Script to make a proxy (ie HAProxy) capable of monitoring Galera Cluster nodes properly.
- xinetd
- python 2.7+
- python-pip
- mysql.connector (install with pip)
- ConfigParser (install with pip)
Below is a sample configuration for HAProxy on the client. The point of this is that the application will be able to connect to localhost port 3306, so although we are using Galera with several nodes, the application will see this as a single Galera server running on localhost.
/etc/haproxy/haproxy.cfg
...
listen Galera-Cluster 0.0.0.0:3306
balance leastconn
option httpchk
mode tcp
server node1 1.2.3.4:3306 check port 9200 inter 5000 fastinter 2000 rise 2 fall 2
server node2 1.2.3.5:3306 check port 9200 inter 5000 fastinter 2000 rise 2 fall 2
server node3 1.2.3.6:3306 check port 9200 inter 5000 fastinter 2000 rise 2 fall 2 backup
Below is a sample config for checker script, this user will be used to check the status of DBR.

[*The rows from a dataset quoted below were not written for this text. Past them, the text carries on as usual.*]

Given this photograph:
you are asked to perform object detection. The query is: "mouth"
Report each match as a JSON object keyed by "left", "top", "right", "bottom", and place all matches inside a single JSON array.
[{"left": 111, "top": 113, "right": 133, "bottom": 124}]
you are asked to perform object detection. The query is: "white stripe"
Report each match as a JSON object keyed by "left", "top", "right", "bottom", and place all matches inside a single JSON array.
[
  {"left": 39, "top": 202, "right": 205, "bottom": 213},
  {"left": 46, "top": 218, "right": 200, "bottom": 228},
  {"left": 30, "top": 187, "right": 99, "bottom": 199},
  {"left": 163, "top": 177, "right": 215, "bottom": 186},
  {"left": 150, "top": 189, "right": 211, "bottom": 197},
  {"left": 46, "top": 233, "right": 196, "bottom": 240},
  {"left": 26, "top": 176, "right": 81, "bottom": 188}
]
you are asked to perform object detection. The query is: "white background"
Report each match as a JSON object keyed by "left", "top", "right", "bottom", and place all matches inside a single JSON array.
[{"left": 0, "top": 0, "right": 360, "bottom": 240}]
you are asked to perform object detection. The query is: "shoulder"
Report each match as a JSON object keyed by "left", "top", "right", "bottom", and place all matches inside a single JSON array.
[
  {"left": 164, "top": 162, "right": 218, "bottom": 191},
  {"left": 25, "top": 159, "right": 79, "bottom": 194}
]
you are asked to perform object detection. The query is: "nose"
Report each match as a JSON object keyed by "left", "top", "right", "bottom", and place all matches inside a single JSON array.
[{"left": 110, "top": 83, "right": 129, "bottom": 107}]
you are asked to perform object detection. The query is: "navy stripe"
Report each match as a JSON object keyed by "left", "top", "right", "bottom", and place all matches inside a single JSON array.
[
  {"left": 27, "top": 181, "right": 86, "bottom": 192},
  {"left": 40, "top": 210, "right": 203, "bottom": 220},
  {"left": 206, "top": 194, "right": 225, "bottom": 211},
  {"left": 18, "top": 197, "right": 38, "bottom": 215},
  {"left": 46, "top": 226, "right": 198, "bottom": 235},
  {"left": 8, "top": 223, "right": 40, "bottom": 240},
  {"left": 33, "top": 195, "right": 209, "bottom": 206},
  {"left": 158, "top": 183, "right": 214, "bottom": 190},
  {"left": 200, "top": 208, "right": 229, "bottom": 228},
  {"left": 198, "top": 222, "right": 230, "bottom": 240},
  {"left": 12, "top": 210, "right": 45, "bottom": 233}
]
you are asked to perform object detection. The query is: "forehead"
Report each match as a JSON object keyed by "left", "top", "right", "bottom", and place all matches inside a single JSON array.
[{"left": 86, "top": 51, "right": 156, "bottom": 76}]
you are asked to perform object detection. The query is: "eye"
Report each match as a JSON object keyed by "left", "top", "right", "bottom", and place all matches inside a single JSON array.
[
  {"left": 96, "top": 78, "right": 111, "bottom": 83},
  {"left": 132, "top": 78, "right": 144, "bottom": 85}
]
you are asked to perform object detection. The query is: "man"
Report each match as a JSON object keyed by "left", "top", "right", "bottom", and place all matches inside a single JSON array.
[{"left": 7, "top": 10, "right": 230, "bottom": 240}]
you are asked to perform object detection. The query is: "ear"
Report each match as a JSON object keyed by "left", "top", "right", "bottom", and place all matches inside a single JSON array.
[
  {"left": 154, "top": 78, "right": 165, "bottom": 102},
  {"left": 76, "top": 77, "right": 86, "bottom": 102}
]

/usr/bin/galera-check/database.ini
[galera]
host=10.1.10.222
database=mysql
user=
password=
[options]
available_when_donor=0
err_file=/dev/null
available_when_readonly=-1
Galera connectivity is checked via HTTP on port 9200. The check script is a simple Python script which accepts HTTP requests and checks Galera on an incoming request. If the Galera Cluster node is ready to accept requests, it will respond with HTTP code 200 (OK), otherwise a HTTP error 503 (Service Unavailable) is returned.
This setup will create a process that listens on TCP port 9200 using xinetd. This process uses the clustercheck script from this repository to report the status of the node.
First, create a database user that will be doing the checks.
mysql> GRANT PROCESS ON *.* TO 'clustercheckuser'@'localhost' IDENTIFIED BY 'clustercheckpassword!'
Copy the files from the repository to a location (/usr/bin
in the example below) and make it executable. Then add the following service to xinetd (make sure to match your location of the script with the 'server'-entry).
/etc/xinetd.d/mysqlchk
:
# default: on
# description: mysqlchk
service mysqlchk
{
disable = no
flags = REUSE
socket_type = stream
port = 9200
wait = no
user = nobody
server = /usr/bin/galera-check/check.py
log_on_failure += USERID
only_from = 0.0.0.0/0
per_source = UNLIMITED
}
Also, you should add the mysqlchk service to /etc/services
before restarting xinetd.
xinetd 9098/tcp # ...
mysqlchk 9200/tcp # Galera check <--- Add this line
git 9418/tcp # Git Version Control System
zope 9673/tcp # ...
Clustercheck will now listen on port 9200 after xinetd restart, and HAproxy is ready to check Galera via HTTP poort 9200.